Global stock prices rose to a 1 1/2-month high on Monday after data showed a surge in U.S. employment while U.S. bonds came under pressure on worries the Federal Reserve may bump up interest rates sooner than it has indicated.

U.S. S&P500 futures traded 0.3% higher, maintaining most of their gains made during a truncated session on Friday though tech-heavy Nasdaq futures lagged behind, trading almost flat.

In Asia, Japan’s Nikkei rose 0.8% while MSCI’s broadest index of Asia-Pacific shares outside Japan slipped slightly, with China closed for Tomb-Sweeping day and Australia on Easter Monday.

MSCI’s all-country world index was almost flat but stood near its highest level since late February and within sight of a record high set that month, though trade remains slow, with much of Europe on holiday.

The U.S. labour department said on Friday that nonfarm payrolls surged by 916,000 jobs last month, the biggest gain since last August.

That was well above economists’ median forecast of 647,000 and was closer to markets’ whisper number of one million. Data for February was also revised higher to show 468,000 jobs created instead of the previously reported 379,000.

“There will be further improvements in April, as restaurants have started to reopen.

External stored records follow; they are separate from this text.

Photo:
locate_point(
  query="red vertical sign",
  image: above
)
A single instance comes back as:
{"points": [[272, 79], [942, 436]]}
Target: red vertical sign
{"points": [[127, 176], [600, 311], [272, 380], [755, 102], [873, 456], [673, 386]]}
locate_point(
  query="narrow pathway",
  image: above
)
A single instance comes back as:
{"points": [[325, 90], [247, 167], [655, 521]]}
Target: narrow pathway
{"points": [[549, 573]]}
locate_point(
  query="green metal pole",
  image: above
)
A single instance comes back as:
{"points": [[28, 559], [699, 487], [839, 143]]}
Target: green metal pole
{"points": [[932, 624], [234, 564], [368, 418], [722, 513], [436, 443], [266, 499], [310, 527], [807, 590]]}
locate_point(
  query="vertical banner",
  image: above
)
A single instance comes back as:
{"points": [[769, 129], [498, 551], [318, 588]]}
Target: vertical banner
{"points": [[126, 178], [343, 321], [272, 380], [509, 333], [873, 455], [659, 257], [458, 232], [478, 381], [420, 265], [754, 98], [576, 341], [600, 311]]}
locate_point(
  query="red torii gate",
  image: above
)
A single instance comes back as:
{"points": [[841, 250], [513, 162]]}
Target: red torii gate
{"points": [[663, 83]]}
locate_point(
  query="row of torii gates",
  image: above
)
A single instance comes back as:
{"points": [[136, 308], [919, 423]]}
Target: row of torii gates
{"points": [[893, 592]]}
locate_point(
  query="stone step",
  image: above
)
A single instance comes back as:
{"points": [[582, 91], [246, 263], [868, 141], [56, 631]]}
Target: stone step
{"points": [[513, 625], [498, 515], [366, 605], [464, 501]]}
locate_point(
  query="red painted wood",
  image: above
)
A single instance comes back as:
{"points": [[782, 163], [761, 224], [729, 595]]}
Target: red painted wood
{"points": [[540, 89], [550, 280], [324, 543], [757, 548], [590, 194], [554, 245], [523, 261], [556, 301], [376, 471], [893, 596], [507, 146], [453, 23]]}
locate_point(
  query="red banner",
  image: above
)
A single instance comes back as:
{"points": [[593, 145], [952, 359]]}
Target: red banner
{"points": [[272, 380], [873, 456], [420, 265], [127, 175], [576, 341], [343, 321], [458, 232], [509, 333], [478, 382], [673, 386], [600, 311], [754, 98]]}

People have expected economic normalisation to take place sooner or later but its pace seems to be accelerating,” said Koichi Fujishiro, senior economist at Dai-ichi Life Research.

Although employment remains 8.4 million jobs below its peak in February 2020, an accelerating recovery raised hopes that all the jobs lost during the pandemic could be recouped by the end of next year.

The prospect of a return to a full employment, in turn, is raising questions about whether the Fed can stick to its pledge that it will keep interest rates through 2023.

Markets have strong doubts, with Fed funds futures fully priced in one rate hike by the end of next year.

Many market players also expect the Fed to look into tapering its bond buying this year, even though Fed officials have said it has not discussed the issue yet.

“It will become impossible for the Fed to avoid discussing tapering by the autumn,” said Kozo Koide, chief economist at Asset Management One, noting U.S. President Joe Biden’s infrastructure spending plan is likely to be passed by then.

The two-year U.S. Treasury yield rose to 0.186%, near its eight-month peak of 0.194% touched in late February.

Yields on longer-dated bonds also rose, with 10-year notes at 1.725% in Asia on Monday, extending its rise that began on Friday after the job report.

The strong jobs data helped to underpin the dollar.

The greenback traded at 110.65 yen, not far from Wednesday’s one-year peak of 110.97. The euro stood at $1.1752 .

Gold slipped 0.4% to $1,724.70.

In crypto assets, ether slipped 1.7% to $2,040.21 from Friday’s record peak of $2,144.99. Bitcoin eased 0.9% to $57,704.

Oil prices dropped, paring strong gains made in the previous session that was driven by the decision by OPEC+ to gradually ease some of its production cuts between May and July.

“Although the market rose initially on the news, it will be an output increase after all,” said Tatsufumi Okoshi, senior commodity analyst at Nomura.

The decision came after the new U.S. administration called on Saudi Arabia, the world’s top oil exporter, to keep energy affordable for consumers.

U.S. energy firms also added the most number of oil rigs in a week since January 2020 as higher oil prices in recent months have prompted drillers to return to the wellpad.

U.S. crude futures fell 1.4% to $60.62 per barrel while Brent fell 1.4% to $63.95.